Je reste dans l’école.
C’est un peu long à expliquer, mais disons pour résumer qu’un collègue qui devait revenir dans l’école et où son poste était réservé a finalement décidé d’aller dans une autre école, libérant un poste qui ne pouvait donc que me revenir.
Voilà. Tout ça pour ça.
Bien sûr je suis content, heureux même : je vais pouvoir reprendre ma place, continuer à construire, à apporter ma contribution dans une équipe qui fonctionne pas trop mal et dont le travail évolue dans le bon sens. Je vais pouvoir me concentrer sur ma fin d’année libéré, sans arrière-pensée.
Mais je pense aussi beaucoup depuis hier à tous mes collègues, un peu partout en France, dont le poste a été supprimé et qui n’ont pas eu la chance de voir un autre poste se libérer dans leur école. Eux ont du plier bagage et aller voir ailleurs. Je pense à Quintaneiro, une lectrice du blog, et à son témoignage : « Cher collègue, j’avais un poste de décharge de direction depuis 4 ans et cette année une classe a fermé et la directrice perd sa décharge. Et malgré mon ancienneté dans l’école et la profession : 15 ans, je dois partir de l’école où mes enfants sont scolarisés.

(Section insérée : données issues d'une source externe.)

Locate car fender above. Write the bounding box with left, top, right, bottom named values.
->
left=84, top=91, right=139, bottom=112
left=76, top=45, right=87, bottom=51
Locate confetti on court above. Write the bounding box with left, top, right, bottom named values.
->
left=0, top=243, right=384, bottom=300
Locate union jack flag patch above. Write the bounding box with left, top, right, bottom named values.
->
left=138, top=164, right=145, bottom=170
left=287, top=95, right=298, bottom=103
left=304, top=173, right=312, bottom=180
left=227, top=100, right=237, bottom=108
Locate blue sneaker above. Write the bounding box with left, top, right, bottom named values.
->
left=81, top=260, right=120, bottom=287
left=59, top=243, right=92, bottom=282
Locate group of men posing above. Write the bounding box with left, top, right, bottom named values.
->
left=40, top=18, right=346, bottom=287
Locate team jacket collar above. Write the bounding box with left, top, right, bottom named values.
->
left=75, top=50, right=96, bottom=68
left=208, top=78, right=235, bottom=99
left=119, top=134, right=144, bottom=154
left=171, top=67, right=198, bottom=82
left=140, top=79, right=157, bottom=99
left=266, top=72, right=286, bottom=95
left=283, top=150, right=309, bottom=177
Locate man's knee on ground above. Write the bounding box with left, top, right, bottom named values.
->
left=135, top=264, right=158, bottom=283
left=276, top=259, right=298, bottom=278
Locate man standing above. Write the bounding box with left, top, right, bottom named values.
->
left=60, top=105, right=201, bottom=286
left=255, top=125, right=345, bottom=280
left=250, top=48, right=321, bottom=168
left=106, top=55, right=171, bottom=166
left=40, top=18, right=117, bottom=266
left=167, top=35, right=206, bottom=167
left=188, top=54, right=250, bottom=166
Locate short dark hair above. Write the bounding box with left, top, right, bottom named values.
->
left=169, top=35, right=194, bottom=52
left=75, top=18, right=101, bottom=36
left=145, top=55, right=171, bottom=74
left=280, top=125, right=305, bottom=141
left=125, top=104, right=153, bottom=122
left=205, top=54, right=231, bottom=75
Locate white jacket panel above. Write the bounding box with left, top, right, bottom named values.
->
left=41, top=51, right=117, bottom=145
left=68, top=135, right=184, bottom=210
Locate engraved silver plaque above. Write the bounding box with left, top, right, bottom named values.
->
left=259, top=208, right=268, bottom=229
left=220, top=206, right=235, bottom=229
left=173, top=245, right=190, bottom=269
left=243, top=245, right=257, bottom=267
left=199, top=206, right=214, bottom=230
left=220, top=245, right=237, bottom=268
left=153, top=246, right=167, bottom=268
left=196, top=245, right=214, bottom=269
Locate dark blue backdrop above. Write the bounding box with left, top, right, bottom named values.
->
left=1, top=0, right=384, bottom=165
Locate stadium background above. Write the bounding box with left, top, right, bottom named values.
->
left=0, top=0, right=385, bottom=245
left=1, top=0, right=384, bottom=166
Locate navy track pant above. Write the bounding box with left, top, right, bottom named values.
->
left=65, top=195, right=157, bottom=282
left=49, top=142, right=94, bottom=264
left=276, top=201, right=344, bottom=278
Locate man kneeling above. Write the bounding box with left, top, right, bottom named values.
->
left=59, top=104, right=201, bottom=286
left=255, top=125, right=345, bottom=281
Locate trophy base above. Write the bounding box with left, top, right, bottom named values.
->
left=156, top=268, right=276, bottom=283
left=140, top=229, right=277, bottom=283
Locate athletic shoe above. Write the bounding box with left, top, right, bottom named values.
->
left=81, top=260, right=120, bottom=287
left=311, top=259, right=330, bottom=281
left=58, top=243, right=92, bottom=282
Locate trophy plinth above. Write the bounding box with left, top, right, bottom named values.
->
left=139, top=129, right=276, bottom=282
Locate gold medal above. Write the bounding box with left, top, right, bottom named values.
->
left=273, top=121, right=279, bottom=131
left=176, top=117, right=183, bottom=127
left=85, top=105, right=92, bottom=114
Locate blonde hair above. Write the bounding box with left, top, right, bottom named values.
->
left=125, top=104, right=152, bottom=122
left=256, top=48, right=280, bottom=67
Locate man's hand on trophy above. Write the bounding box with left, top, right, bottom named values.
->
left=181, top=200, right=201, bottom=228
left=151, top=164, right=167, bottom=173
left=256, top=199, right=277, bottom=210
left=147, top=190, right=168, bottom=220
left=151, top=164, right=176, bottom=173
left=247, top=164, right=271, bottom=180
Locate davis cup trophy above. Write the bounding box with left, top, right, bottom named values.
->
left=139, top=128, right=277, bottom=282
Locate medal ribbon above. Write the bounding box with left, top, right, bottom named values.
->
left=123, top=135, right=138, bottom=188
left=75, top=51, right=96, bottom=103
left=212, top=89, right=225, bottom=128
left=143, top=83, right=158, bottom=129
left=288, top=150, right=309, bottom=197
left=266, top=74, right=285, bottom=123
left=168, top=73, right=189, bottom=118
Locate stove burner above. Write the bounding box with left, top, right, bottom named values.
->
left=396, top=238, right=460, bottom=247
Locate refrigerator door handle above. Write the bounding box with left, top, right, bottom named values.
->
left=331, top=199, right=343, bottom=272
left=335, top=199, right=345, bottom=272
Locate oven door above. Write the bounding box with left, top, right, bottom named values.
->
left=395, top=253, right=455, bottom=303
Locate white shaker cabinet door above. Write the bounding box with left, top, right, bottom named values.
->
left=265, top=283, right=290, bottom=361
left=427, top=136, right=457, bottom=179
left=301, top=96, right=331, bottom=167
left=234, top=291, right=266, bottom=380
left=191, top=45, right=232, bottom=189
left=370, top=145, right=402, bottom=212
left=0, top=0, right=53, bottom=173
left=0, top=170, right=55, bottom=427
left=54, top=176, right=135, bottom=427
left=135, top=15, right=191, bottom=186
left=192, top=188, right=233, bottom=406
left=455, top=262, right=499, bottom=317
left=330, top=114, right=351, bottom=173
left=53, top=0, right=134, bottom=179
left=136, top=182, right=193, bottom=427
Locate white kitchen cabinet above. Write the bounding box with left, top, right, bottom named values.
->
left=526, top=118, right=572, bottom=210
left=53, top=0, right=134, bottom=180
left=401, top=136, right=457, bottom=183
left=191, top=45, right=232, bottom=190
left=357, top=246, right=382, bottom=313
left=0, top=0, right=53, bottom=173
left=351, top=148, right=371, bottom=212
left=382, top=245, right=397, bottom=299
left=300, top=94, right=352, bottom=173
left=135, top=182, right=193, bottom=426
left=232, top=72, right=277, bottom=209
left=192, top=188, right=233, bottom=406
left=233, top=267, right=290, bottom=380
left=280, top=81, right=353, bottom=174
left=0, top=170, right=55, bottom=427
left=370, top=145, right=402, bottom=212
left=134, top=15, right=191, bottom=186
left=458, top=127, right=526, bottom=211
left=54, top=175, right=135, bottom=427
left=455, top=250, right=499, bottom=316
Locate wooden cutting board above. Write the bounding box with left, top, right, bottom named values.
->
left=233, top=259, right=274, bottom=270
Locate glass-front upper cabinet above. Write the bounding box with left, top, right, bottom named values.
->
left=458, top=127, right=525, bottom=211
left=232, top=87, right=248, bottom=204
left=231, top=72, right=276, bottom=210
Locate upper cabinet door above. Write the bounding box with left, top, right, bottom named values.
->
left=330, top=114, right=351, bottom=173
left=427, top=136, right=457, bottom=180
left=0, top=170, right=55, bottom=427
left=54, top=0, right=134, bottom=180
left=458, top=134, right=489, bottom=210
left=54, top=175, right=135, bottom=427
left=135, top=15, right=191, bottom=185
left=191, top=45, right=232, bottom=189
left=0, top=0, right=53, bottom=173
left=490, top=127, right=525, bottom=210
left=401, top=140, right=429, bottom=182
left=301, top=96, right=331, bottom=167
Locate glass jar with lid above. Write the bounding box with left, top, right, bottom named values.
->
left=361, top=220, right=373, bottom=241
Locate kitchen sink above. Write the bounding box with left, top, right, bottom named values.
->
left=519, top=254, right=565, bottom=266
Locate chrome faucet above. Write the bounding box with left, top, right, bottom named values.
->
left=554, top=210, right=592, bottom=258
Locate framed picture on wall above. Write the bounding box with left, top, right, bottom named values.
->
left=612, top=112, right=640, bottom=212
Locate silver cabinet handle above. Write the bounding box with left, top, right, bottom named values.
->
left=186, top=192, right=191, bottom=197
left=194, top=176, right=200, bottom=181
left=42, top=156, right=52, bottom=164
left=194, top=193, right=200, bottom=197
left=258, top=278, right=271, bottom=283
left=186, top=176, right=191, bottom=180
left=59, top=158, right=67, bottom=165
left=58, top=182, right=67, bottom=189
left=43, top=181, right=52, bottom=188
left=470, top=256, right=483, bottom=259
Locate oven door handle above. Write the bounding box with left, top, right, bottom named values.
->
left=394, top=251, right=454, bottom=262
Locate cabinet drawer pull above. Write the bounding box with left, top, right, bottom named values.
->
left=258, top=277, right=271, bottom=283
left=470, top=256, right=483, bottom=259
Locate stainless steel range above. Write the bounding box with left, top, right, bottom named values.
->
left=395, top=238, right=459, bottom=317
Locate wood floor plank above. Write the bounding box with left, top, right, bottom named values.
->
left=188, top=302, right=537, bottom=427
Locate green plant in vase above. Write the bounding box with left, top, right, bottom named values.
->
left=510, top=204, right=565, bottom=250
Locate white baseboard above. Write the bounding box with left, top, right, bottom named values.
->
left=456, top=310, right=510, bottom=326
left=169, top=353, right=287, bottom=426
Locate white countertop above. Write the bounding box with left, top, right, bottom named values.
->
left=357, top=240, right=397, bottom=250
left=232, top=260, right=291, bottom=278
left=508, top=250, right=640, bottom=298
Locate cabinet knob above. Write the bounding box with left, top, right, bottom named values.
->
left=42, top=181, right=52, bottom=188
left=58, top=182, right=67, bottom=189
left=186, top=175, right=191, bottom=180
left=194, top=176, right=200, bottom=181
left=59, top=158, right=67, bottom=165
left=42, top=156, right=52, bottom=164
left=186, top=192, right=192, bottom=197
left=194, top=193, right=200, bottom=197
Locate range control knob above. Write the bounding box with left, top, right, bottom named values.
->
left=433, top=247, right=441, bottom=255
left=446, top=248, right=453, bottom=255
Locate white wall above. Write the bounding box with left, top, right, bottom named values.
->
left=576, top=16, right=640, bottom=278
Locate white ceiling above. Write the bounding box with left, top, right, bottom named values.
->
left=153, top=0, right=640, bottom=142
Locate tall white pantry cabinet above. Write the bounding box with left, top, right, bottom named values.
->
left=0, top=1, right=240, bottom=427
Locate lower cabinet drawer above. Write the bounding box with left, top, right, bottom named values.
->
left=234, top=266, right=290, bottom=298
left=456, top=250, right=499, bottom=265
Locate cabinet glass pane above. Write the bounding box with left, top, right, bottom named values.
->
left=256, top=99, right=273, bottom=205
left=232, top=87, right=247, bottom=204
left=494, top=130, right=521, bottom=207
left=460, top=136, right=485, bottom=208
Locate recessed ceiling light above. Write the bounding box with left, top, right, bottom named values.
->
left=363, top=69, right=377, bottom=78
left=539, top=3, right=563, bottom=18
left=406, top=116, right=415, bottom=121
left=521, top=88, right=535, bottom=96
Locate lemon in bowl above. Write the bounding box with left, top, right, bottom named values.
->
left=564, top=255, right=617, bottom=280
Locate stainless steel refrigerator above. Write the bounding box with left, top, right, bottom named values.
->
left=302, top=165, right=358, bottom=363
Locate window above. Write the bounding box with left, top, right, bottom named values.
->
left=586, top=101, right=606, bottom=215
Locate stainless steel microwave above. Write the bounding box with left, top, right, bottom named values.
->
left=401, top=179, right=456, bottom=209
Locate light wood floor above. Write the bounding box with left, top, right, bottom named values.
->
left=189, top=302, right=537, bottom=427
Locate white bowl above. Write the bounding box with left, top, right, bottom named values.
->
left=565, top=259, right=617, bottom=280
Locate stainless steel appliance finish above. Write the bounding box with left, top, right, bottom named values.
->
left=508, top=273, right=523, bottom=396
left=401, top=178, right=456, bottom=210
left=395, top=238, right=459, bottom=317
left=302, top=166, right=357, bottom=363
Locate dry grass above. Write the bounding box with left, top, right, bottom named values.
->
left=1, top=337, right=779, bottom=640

Comme je suis seule pour les emmener le matin, cela signifie changement d’école, plus de copains… Ce n’est pas la fin du monde, mais cela bouleverse toute ma famille ».
La semaine dernière Les Echos annonçaient une première projection syndicale pour l’année prochaine : aux 1500 fermetures de cette année devraient succéder 5000 fermetures pour la rentrée 2012. Ce devrait être pire en 2013. Le nombre d’élèves continue lui d’augmenter.
Lundi dernier, 23 mai, l'Association des Maires de France (AMF) annonçait dans un communiqué son intention de saisir le gouvernement pour contester la carte scolaire 2011 et demander la fin des suppressions de postes dans le primaire.
En réponse, jeudi dernier, 26 mai, Luc Chatel nous refaisait son habituel numéro d'équilibriste : "Je vais demander au premier ministre et au président de la République un traitement différencié pour le primaire. Il n’y aura pas de moratoire sur le non-remplacement d’un fonctionnaire sur deux partant à la retraite. Mais, tout en réalisant le schéma d’ensemble, nous devrons veiller à fermer le moins de classes possible". On est curieux de voir comment il va se débrouiller.
En attendant, ce dimanche 29 mai, Chatel annonce les chiffres : - 16 000 postes dans l'éducation nationale pour 2012.
La France reste, rappelons-le, le pays de l’OCDE qui a le taux d’encadrement le plus faible, avec 5 profs pour 100 élèves dans le primaire.